If there's one place Hernandez consistently looks for nutritional guidance, it is the communities known as the Blue Zones. Long before longevity became a wellness buzzword, she studied populations where people routinely lived beyond 100 while remaining active well into later life. Her own father, who she notes lived to a 100 while continuing to ride his bicycle and exercise, reinforced those observations in a way that was close to home.
Those communities, she notes, aren't nearly as preoccupied with protein trends or biohacking. Meals built around beans, vegetables, fruits, herbs, and other fibre-rich whole foods make up the foundation of their diets instead. According to Hernandez, their foods are intended to naturally provide antioxidants while helping combat oxidative stress and chronic inflammation. Managing stress itself also plays a meaningful role, reminding her that nutrition and emotional well-being work cohesively.
Those findings eventually inspired The ORAC Diet, her practical guide built around the Oxygen Radical Absorbance Capacity index. The book contains a concise explanation of the science before offering accessible meal ideas for breakfast, lunch, and dinner, designed to help readers eat for longevity instead of restriction. "My goal has always been to translate nutritional science into practical everyday habits. Food is medicine, and the diet you choose will dictate your health. The ORAC Diet solves this because it eliminates and attacks free radicals that are damaging to the cells."
She points to antioxidant-rich ingredients with high ORAC Index values, such as cloves (314,446), cinnamon (267,536), dark chocolate (20,816), blueberries (9,621), and lentils (7,282), as examples of everyday foods with remarkable nutritional potential, echoing lessons first introduced by her grandfather.
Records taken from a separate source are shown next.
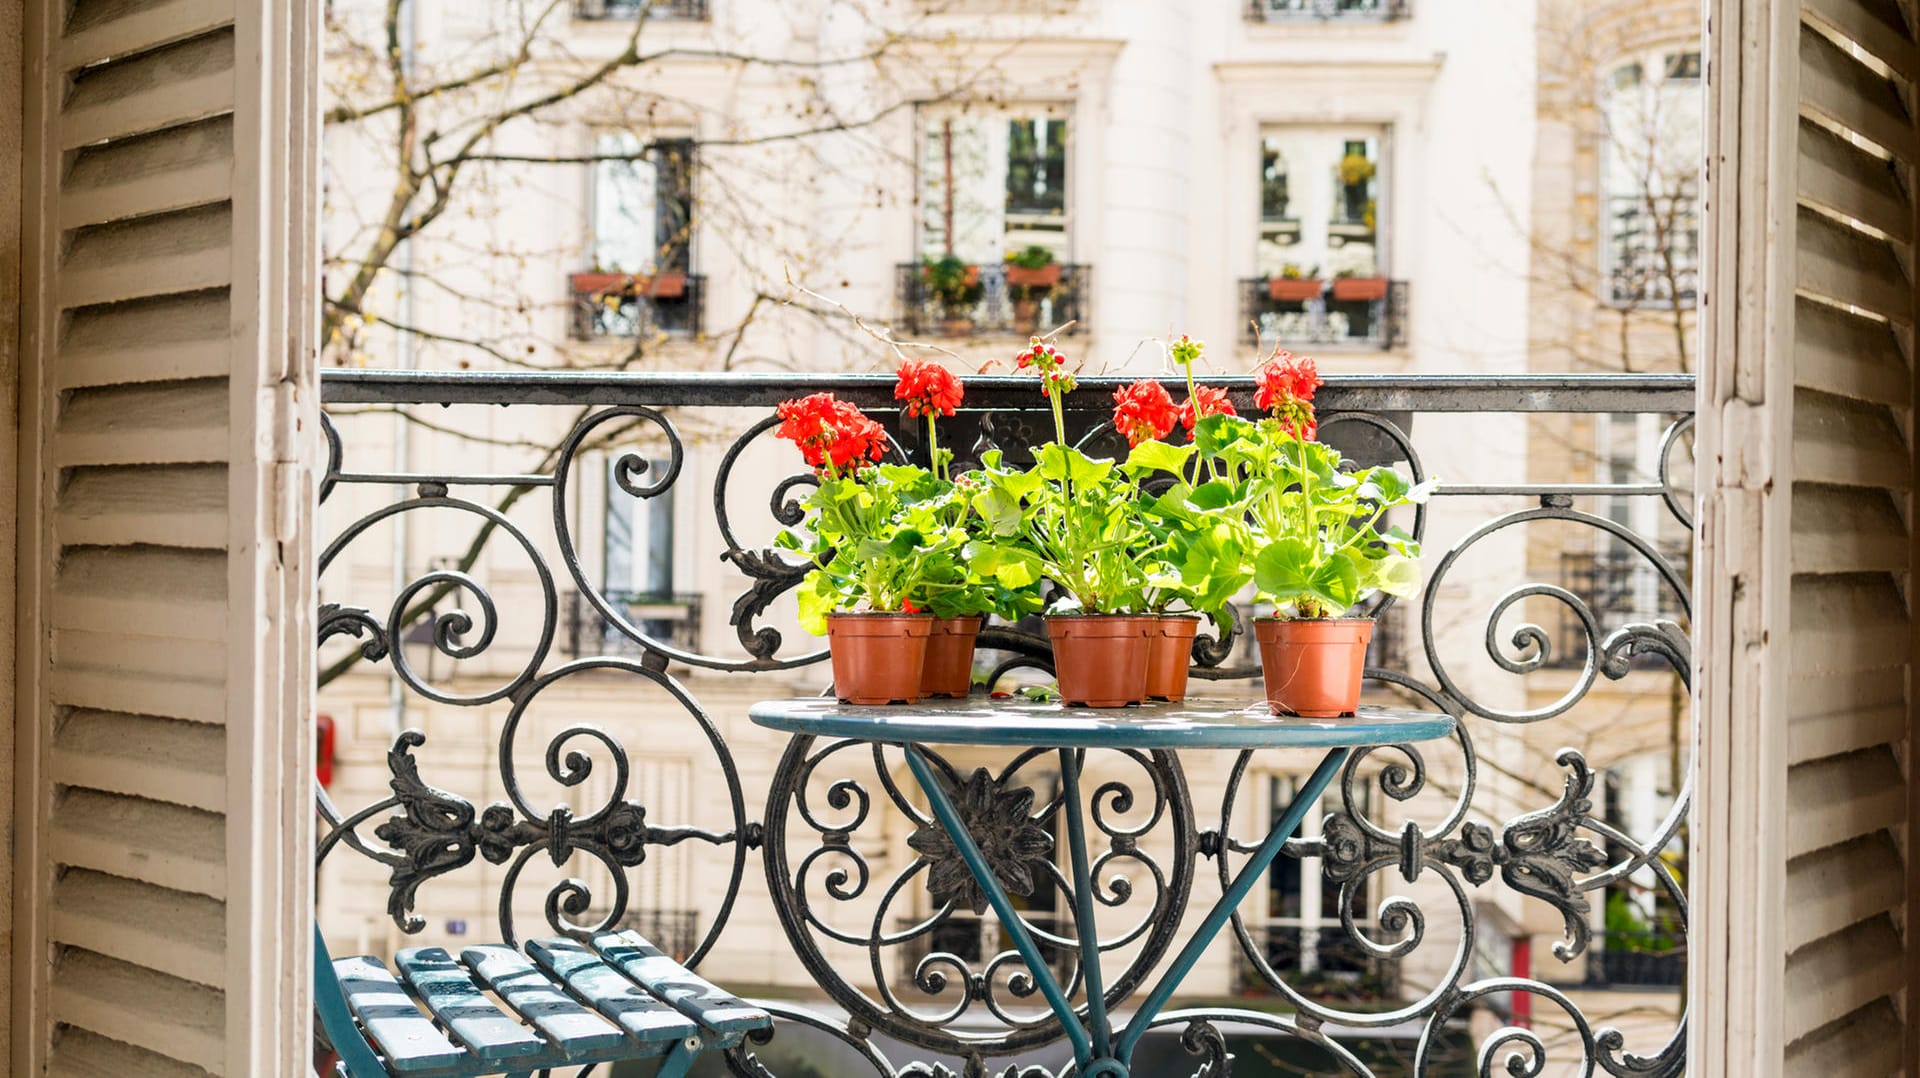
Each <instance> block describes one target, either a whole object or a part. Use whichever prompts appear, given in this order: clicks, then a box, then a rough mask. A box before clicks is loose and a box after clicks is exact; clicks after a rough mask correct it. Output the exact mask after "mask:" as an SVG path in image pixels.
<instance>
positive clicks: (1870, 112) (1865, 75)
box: [1801, 33, 1914, 161]
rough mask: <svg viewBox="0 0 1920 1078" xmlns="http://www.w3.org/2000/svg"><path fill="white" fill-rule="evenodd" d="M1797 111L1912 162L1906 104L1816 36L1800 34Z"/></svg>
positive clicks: (1911, 136) (1909, 129)
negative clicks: (1853, 131) (1825, 122)
mask: <svg viewBox="0 0 1920 1078" xmlns="http://www.w3.org/2000/svg"><path fill="white" fill-rule="evenodd" d="M1801 111H1809V113H1812V115H1818V117H1822V119H1826V121H1828V123H1832V125H1836V127H1841V129H1847V131H1857V133H1860V135H1862V136H1864V138H1866V140H1870V142H1874V144H1876V146H1880V148H1882V150H1885V152H1889V154H1893V156H1895V158H1901V159H1905V161H1912V159H1914V136H1912V127H1910V121H1908V117H1907V106H1903V104H1901V94H1899V90H1897V88H1895V86H1893V83H1889V81H1887V79H1885V77H1882V75H1876V73H1874V71H1870V69H1868V67H1866V65H1862V63H1860V61H1859V60H1855V58H1851V56H1847V54H1845V52H1843V50H1841V48H1839V46H1837V44H1834V42H1832V40H1828V38H1826V37H1822V35H1818V33H1801Z"/></svg>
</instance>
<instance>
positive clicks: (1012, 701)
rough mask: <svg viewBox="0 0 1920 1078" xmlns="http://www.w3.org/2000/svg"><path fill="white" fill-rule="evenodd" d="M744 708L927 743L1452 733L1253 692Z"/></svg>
mask: <svg viewBox="0 0 1920 1078" xmlns="http://www.w3.org/2000/svg"><path fill="white" fill-rule="evenodd" d="M749 717H751V719H753V721H755V723H756V724H760V726H766V728H770V730H783V732H787V734H816V736H826V738H858V740H862V742H891V744H929V746H1041V747H1056V749H1058V747H1087V749H1292V747H1323V749H1327V747H1359V746H1392V744H1405V742H1430V740H1436V738H1446V736H1452V734H1453V717H1452V715H1446V713H1442V711H1407V709H1400V707H1361V709H1359V715H1350V717H1344V719H1298V717H1292V715H1273V713H1269V711H1267V703H1265V701H1263V699H1256V701H1248V699H1246V698H1238V699H1187V701H1185V703H1146V705H1140V707H1064V705H1060V703H1039V701H1031V699H1020V698H1014V699H983V698H972V699H927V701H922V703H914V705H893V707H862V705H856V703H839V701H835V699H826V698H806V699H768V701H760V703H755V705H753V709H751V711H749Z"/></svg>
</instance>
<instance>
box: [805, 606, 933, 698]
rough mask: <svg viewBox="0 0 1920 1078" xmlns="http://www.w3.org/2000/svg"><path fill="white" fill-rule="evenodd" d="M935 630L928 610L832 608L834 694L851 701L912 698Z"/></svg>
mask: <svg viewBox="0 0 1920 1078" xmlns="http://www.w3.org/2000/svg"><path fill="white" fill-rule="evenodd" d="M931 632H933V615H925V613H829V615H828V648H829V649H831V653H833V694H835V696H837V698H841V699H843V701H847V703H912V701H914V699H916V698H918V696H920V673H922V669H925V663H927V636H929V634H931Z"/></svg>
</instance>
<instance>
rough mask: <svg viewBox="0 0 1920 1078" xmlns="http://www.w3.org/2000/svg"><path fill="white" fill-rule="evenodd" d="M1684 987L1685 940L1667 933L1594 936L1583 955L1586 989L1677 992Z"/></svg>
mask: <svg viewBox="0 0 1920 1078" xmlns="http://www.w3.org/2000/svg"><path fill="white" fill-rule="evenodd" d="M1682 984H1686V936H1676V934H1670V932H1653V930H1649V932H1596V934H1594V945H1592V949H1588V953H1586V986H1588V988H1680V986H1682Z"/></svg>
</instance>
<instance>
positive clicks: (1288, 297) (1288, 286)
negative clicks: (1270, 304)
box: [1267, 261, 1327, 304]
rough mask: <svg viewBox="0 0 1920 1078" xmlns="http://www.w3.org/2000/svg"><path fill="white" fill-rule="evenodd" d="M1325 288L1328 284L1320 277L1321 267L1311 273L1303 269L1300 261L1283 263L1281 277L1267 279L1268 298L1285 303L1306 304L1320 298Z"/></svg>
mask: <svg viewBox="0 0 1920 1078" xmlns="http://www.w3.org/2000/svg"><path fill="white" fill-rule="evenodd" d="M1325 290H1327V284H1323V282H1321V279H1319V267H1315V269H1313V271H1311V273H1309V271H1302V269H1300V263H1294V261H1288V263H1286V265H1283V267H1281V275H1279V277H1269V279H1267V298H1271V300H1279V302H1283V304H1306V302H1309V300H1319V298H1321V292H1325Z"/></svg>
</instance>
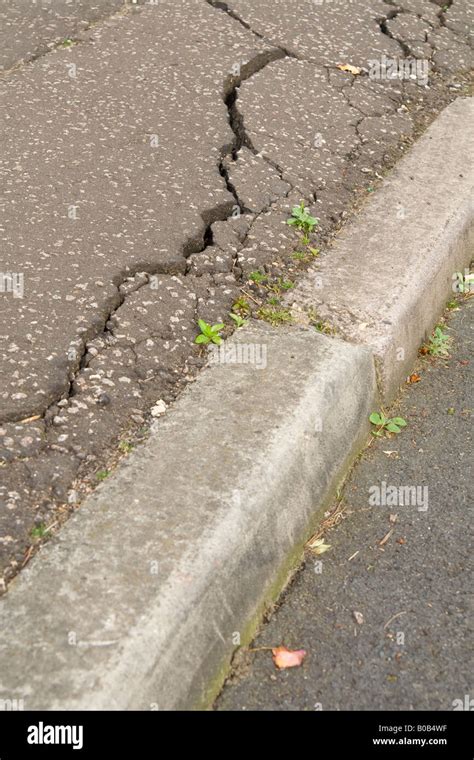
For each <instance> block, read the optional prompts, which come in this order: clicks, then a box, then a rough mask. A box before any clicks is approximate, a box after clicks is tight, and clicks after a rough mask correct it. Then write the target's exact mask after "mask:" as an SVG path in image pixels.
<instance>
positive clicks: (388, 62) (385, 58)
mask: <svg viewBox="0 0 474 760" xmlns="http://www.w3.org/2000/svg"><path fill="white" fill-rule="evenodd" d="M368 63H369V79H372V80H373V81H376V82H381V81H386V80H388V79H413V80H415V81H416V82H417V83H418V84H420V85H423V86H424V87H426V85H427V84H428V73H429V61H428V59H427V58H387V56H386V55H385V54H383V55H382V56H381V57H380V59H372V60H370V61H369V62H368Z"/></svg>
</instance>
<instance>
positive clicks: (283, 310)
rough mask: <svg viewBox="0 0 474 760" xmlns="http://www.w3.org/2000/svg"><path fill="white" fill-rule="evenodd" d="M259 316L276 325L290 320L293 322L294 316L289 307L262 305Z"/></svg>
mask: <svg viewBox="0 0 474 760" xmlns="http://www.w3.org/2000/svg"><path fill="white" fill-rule="evenodd" d="M257 317H258V318H259V319H263V320H264V322H269V324H271V325H273V326H274V327H275V326H277V325H282V324H285V323H288V322H293V317H292V314H291V312H290V310H289V309H278V308H275V307H274V306H261V307H260V309H259V310H258V311H257Z"/></svg>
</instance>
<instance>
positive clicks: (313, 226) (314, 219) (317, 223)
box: [286, 201, 319, 244]
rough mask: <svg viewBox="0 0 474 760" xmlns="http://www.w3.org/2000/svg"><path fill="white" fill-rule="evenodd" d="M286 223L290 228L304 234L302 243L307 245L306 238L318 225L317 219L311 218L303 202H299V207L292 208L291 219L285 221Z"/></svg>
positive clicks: (307, 237)
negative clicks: (289, 226)
mask: <svg viewBox="0 0 474 760" xmlns="http://www.w3.org/2000/svg"><path fill="white" fill-rule="evenodd" d="M286 223H287V224H289V225H290V227H296V228H297V229H298V230H301V232H303V234H304V238H303V242H304V243H305V244H307V243H309V237H308V236H309V235H310V233H311V232H313V230H314V228H315V227H316V225H317V224H318V223H319V219H316V217H315V216H311V214H310V213H309V209H308V208H307V207H306V206H305V205H304V201H301V203H300V205H299V206H293V209H292V211H291V217H290V218H289V219H287V221H286Z"/></svg>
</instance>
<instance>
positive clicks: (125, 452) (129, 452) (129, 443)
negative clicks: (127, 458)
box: [118, 441, 134, 454]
His appreciation for natural healing traditions shaped her earliest understanding of nourishment, and those lessons formed an integral part of her guide.
Anticipating future trends, Hernandez welcomes innovation while urging consumers to approach it thoughtfully. Personalised nutrition, evidence-based supplementation, and peptides represent promising developments, she emphasizes, provided sourcing remains transparent and medically supervised. In her view, curiosity should always be matched with clinical guidance.
Simplicity, Hernandez believes, is where wellness is headed next. Not another rule, not another restriction, just a return to whole foods, movement, and consistency. It's the philosophy behind her book, What to Eat and How, which expands further into metabolism, and a soon-to-launch Hummingwell Wellness Bar, a meal replacement developed for people seeking practical nutrition during busy days and travel. "This is an excellent bar for people on GLP-1s, peptides, those seeking bariatric surgery for weight loss as well," she states.
While wellness trends will almost certainly continue to evolve, Hernandez believes that what ultimately will endure is sustainable health, and that begins with everyday choices. "The power of building and preserving muscle is key to longevity. Regardless of what age you start. It's never too late to seek strength and strive to be strong." The most powerful nutrition plan is the one people can confidently and consistently live with for life.
She remarks, "No single food will save you. No single food will ruin you. What matters is the relationship you build with food over a lifetime, one that is steady, informed, and free of fear."